Evaluating the effectiveness of a reverse inclusion Social Skills intervention for children on the Autism Spectrum
- PMID: 35441915
- DOI: 10.1007/s10803-022-05513-2
Evaluating the effectiveness of a reverse inclusion Social Skills intervention for children on the Autism Spectrum
Abstract
Schools need effective, generalizable, and socially valid social skills interventions to better support the social inclusion and peer relationships of their students on the autism spectrum.
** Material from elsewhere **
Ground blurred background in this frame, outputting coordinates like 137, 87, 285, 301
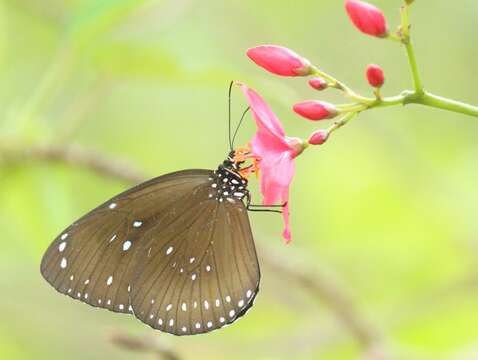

We evaluated a Pivotal Response Treatment-based, naturalistic social skills intervention implemented daily by school personnel in reverse inclusion school settings with four students on the autism spectrum (K-2nd grade). Using a single-case experimental design, results indicated that the students on the autism spectrum showed increases in the percent of time engaged in cooperative play with peers during the intervention (p = .0026) and moderate changes in social interactions were determined through systematic visual analysis. However, these changes in social behaviors did not generalize to natural inclusive school settings.
Keywords: Autism Spectrum Disorders; Naturalistic behavioral interventions; Reverse inclusion; Schools; Social Skills Training.
© 2022. The Author(s), under exclusive licence to Springer Science+Business Media, LLC, part of Springer Nature.